The Effects of Physician-Hospital Integration on Health Care Spending and Use

Tuesday, June 25, 2019: 1:30 PM
Taft - Mezzanine Level (Marriott Wardman Park Hotel)

Presenter: Laurence Baker

Co-Authors: Kate Bundorf; Anne Royalty

Discussant: Yaa Akosa Antwi

Background: Integration between hospitals and physicians has been increasing as hospitals have purchased or entered into close contractual relationships with physicians. Hospital-physician integration could have positive or negative effects on health care delivery and costs. Integration may affect prices paid to hospitals or physicians by private health plans. Integrated physicians may use more services either if integration makes it easier for them to admit patients or to use other hospital-based services, or if integration generates incentives for physicians to increase their use of services. Vertical integration, however, also has the potential to reduce utilization through improved coordination and management of care.
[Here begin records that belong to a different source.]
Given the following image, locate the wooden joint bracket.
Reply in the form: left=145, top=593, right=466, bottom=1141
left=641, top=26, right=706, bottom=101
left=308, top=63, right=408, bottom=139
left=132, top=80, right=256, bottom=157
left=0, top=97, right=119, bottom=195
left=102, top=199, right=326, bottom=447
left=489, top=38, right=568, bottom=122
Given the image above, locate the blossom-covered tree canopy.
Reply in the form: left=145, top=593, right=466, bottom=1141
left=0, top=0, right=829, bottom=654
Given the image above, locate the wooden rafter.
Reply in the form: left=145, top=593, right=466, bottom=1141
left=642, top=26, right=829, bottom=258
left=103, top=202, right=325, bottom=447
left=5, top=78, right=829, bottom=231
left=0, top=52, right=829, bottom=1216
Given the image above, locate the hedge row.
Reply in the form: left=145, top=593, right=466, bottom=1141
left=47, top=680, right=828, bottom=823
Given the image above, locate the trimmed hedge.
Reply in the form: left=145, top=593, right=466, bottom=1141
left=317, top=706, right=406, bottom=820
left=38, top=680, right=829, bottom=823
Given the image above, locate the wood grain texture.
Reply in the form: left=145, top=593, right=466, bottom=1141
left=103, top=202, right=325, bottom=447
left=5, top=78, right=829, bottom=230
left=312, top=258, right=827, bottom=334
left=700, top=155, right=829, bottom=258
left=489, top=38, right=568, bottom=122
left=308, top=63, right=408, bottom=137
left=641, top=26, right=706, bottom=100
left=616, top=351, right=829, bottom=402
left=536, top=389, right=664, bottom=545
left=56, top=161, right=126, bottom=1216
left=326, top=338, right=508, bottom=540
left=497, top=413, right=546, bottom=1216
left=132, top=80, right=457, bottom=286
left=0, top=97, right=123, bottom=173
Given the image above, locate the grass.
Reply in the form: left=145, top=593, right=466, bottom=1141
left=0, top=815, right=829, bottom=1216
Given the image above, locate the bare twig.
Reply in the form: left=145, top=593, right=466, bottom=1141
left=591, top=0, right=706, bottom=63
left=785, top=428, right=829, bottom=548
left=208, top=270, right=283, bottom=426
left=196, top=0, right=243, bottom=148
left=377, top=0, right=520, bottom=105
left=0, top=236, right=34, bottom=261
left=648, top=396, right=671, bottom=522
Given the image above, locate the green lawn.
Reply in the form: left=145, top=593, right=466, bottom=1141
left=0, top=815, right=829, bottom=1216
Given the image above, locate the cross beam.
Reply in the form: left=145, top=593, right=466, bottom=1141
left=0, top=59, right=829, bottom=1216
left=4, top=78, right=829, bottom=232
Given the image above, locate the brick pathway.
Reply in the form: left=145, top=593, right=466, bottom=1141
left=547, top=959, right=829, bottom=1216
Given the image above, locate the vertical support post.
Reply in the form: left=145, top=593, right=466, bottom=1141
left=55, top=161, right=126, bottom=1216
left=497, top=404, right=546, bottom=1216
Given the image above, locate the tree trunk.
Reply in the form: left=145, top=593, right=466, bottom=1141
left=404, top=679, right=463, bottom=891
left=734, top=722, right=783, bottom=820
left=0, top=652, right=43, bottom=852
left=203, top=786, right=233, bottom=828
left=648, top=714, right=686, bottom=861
Research Question: In this paper we analyze whether physician practices vertically integrated with hospitals produce health care for Medicare patients at higher cost than non-integrated practices and whether there are differences in care utilization across these settings.

Data: We use Medicare claims data from 2000-2014. Our data contain information about all Medicare-billed services provided to a 20% random sample of traditional (fee-for-service) Medicare beneficiaries. Our study sample includes only geographic movers - Medicare beneficiaries whose residence changes from one hospital referral region (HRR) to another over the sample period.

Methods: We begin by using a difference-in-difference model to investigate the effect of vertical integration on expenditures, among those who move, by comparing beneficiaries who do and do not switch practice type, where practice type refers to whether the practice is vertically integrated with a hospital or not. While we expect that using geographic movers will mitigate the selection problem associated with moving to a new practice type, it may not eliminate it entirely. If changes in health that occur around the time of the move are correlated with choice of practice type in the new location, our estimates could be biased. To address this possible bias, we combine our difference-in-difference framework with an instrumental variables approach. Our instruments are based on the observation that a geographic mover’s “destination HRR” may have a different distribution of practice types (integrated versus non-integrated practices) than the origin HRR. We expect that the prevalence of different types of practices in the destination HRR will affect patients’ choice of practice type but should have no direct effect on an individual patient’s expenditures or utilization.

Measures: We identify the integration status of physicians based on the place of service designated on claims for office visits and consultations. If the place of service is a physician office, we designate it a non-integrated practice and if the place of service is a hospital outpatient department we label it an integrated practice. We assign patients to practices based on their patterns of claims for primary care services.

Outcomes and Results: Our models relate measures of utilization and spending to indicators of physician practice type. Our models also control for demographics, chronic conditions, year, and HRR of residence. Preliminary results indicate that there is small negative effect of integration on provider charges; however, we expect that any large effects are likely to appear in expenditures for hospitalizations.